Recall that paramagnetic means it contains at least one unpaired electron and diamagnetic is the lack thereof.

${\text{O}}_{2}$ is paramagnetic, with one electron each in its ${\pi}_{2 {p}_{x}}^{\text{*}}$ and ${\pi}_{2 {p}_{y}}^{\text{*}}$ antibonding molecular orbitals. When we go back over to ${\text{N}}_{2}$, since $\text{N}$ has one less electron than $\text{O}$ in its atomic orbitals, ${\text{N}}_{2}$ has two less electrons than ${\text{O}}_{2}$ in its molecular orbitals.

Furthermore, going from ${\text{O}}_{2}$ to ${\text{N}}_{2}$ doesn't change the energy ordering for the ${\pi}_{2 {p}_{x}}^{\text{*}}$ and ${\pi}_{2 {p}_{y}}^{\text{*}}$ relative to the ${\sigma}_{2 {p}_{z}}$ or ${\pi}_{2 {p}_{x}}$ or ${\pi}_{2 {p}_{y}}$, so this assumption is valid.

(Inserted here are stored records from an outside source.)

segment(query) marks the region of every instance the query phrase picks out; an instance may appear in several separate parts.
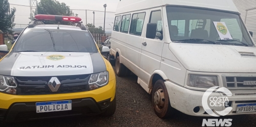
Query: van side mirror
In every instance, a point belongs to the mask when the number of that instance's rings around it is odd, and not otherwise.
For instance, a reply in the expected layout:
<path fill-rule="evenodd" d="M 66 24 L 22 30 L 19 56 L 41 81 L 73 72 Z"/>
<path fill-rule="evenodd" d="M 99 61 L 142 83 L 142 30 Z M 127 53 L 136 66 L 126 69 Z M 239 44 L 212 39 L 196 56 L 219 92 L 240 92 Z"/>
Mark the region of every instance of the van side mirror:
<path fill-rule="evenodd" d="M 0 45 L 0 53 L 8 53 L 8 47 L 6 45 Z"/>
<path fill-rule="evenodd" d="M 109 54 L 110 53 L 109 48 L 107 46 L 103 46 L 102 47 L 102 51 L 101 54 Z"/>
<path fill-rule="evenodd" d="M 252 31 L 249 31 L 249 33 L 250 33 L 250 34 L 251 35 L 251 36 L 253 37 L 253 35 L 254 35 L 254 33 Z"/>
<path fill-rule="evenodd" d="M 147 25 L 146 37 L 148 38 L 154 39 L 156 33 L 157 24 L 155 23 L 149 23 Z"/>

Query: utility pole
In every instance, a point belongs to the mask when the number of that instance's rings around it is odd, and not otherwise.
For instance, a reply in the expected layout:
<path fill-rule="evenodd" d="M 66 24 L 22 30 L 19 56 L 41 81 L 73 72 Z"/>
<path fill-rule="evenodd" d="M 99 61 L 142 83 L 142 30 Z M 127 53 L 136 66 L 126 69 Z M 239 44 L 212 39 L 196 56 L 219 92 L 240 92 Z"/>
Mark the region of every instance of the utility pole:
<path fill-rule="evenodd" d="M 33 17 L 36 10 L 37 15 L 37 0 L 29 0 L 29 6 L 30 6 L 30 18 L 33 20 Z"/>
<path fill-rule="evenodd" d="M 103 5 L 103 6 L 105 8 L 105 16 L 104 16 L 104 33 L 105 33 L 105 22 L 106 22 L 106 7 L 107 7 L 107 4 L 105 4 Z"/>
<path fill-rule="evenodd" d="M 94 19 L 95 19 L 95 15 L 94 14 L 95 14 L 95 13 L 94 12 L 94 11 L 93 11 L 92 12 L 92 13 L 93 13 L 93 25 L 95 26 L 95 25 L 94 25 Z"/>

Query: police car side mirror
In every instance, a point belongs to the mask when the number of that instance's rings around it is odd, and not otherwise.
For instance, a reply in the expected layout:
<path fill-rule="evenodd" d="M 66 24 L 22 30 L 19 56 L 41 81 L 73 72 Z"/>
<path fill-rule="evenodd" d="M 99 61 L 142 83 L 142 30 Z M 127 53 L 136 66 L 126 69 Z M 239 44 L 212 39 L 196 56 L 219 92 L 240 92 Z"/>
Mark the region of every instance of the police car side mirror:
<path fill-rule="evenodd" d="M 8 47 L 6 45 L 0 45 L 0 53 L 8 53 Z"/>
<path fill-rule="evenodd" d="M 102 47 L 102 51 L 101 52 L 102 54 L 109 53 L 109 48 L 107 46 L 103 46 L 103 47 Z"/>
<path fill-rule="evenodd" d="M 254 35 L 254 33 L 252 31 L 249 31 L 249 33 L 250 33 L 250 34 L 251 35 L 251 36 L 253 37 L 253 35 Z"/>

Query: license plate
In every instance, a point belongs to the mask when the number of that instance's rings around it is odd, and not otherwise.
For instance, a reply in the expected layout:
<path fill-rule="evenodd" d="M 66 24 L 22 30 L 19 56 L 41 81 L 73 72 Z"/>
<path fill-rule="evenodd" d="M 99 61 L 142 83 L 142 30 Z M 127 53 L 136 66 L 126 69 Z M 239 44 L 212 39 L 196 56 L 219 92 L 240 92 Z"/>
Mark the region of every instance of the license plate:
<path fill-rule="evenodd" d="M 72 101 L 59 101 L 37 102 L 37 113 L 60 111 L 72 110 Z"/>
<path fill-rule="evenodd" d="M 236 113 L 249 112 L 256 111 L 256 103 L 238 105 Z"/>

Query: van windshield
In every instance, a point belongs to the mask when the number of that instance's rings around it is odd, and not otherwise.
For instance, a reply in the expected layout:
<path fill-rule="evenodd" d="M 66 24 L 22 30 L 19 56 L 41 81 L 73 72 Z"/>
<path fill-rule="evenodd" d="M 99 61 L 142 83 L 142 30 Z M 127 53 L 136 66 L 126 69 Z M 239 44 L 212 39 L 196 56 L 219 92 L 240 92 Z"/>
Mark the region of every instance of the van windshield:
<path fill-rule="evenodd" d="M 171 6 L 167 12 L 173 42 L 254 46 L 238 15 Z"/>
<path fill-rule="evenodd" d="M 14 52 L 97 53 L 92 37 L 87 31 L 27 29 L 19 37 Z"/>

That means ${\text{N}}_{2}$ is diamagnetic, with no unpaired electrons.

In fact, its highest energy occupied molecular orbital (HOMO) is its ${\sigma}_{2 {p}_{z}}$ bonding orbital, which currently contains two electrons. (Due to orbital mixing effects between the ${\sigma}_{2 s}$ and ${\sigma}_{2 {p}_{z}}$ from ${\text{Li}}_{2}$ to ${\text{N}}_{2}$, the ${\sigma}_{2 {p}_{z}}$ is higher in energy relative to if the effects were not present, and the ${\sigma}_{2 s}$ is lower in energy instead. ${\text{N}}_{2}$ and ${\text{O}}_{2}$ mark the border-crossing for when these effects are not significant; that is, when the ${\sigma}_{2 s}$ and ${\sigma}_{2 {p}_{z}}$ are too far in energy to interact.)

${\text{N}}_{2}^{+}$ therefore involves the removal of one ${\sigma}_{2 {p}_{z}}$ electron.

Thus, ${\text{N}}_{2}^{+}$ has a paramagnetic configuration due to the unpaired ${\sigma}_{2 {p}_{z}}$ electron.

Think about it; if you lose an electron in a bonding molecular orbital, does the bond get weaker or stronger? ${\text{N}}_{2}^{+}$ has less bonding character than ${\text{N}}_{2}$, which means it is less thermodynamically stable.

Does that mean it's a weaker bond? You should be able to figure this out from here.